Abstract

Multiparty elections can reduce the likelihood of conflict and help dictators secure their rule, but when does a dictator create electoral institutions? Existing research finds that one of the major reasons regimes introduce multiparty elections is to gain information about opposition demands. This article builds on that argument to explain that a regime’s finances determine whether or not it is able to benefit from creating electoral institutions. Dictators use the revenue of the regime to invest in different means of deterring opposition rebellion. A regime’s first priority is to build repressive capacity, after which it invests in public spending to buy the support of its winning coalition. Regimes only benefit from multiparty elections when they have sufficient revenue to fund repressive capacity but lack the finances to also buy regime security through massive public spending.
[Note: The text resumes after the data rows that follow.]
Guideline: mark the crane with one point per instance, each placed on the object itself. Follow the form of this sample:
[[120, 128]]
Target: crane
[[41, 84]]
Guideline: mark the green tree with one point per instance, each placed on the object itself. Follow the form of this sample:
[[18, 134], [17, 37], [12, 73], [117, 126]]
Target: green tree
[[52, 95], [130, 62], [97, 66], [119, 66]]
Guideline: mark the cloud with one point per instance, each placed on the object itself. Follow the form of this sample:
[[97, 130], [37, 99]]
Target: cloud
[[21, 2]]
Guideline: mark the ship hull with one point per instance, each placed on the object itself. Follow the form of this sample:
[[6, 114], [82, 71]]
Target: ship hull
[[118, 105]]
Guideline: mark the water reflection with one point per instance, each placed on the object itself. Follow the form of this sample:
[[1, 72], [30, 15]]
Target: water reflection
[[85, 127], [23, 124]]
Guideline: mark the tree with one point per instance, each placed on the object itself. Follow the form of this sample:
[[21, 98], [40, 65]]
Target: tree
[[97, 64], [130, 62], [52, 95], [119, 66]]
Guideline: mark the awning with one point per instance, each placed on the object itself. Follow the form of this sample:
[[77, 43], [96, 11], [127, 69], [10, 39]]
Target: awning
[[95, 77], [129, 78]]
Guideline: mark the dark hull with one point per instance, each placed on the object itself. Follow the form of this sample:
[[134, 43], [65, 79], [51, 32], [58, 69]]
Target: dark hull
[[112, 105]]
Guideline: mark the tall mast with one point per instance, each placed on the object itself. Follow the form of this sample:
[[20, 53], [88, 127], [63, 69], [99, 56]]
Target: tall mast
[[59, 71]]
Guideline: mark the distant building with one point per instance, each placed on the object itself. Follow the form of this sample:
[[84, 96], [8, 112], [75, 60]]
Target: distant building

Low-revenue regimes cannot benefit from elections and high-revenue regimes do not need elections to help secure their rule. I test the implications of the argument for regime spending and the creation of multiparty electoral institutions using a global sample of dictatorships between 1972 and 2014. The results of the hypothesis tests indicate that as revenue increases regimes decrease their shares of spending on repressive capacity but increase shares of spending on the public. The results also indicate the probability that a regime introduces elections rises as revenue increases from a low level, but the probability declines as revenue increases from a high level. The study builds upon the literature for how regime resources and state capacity influence authoritarian strategies of political survival. The findings for spending patterns are consistent with recent research on late modern regimes, and the results for the emergence of electoral institutions are consistent with research that finds dictators must have sufficient resources to survive holding elections.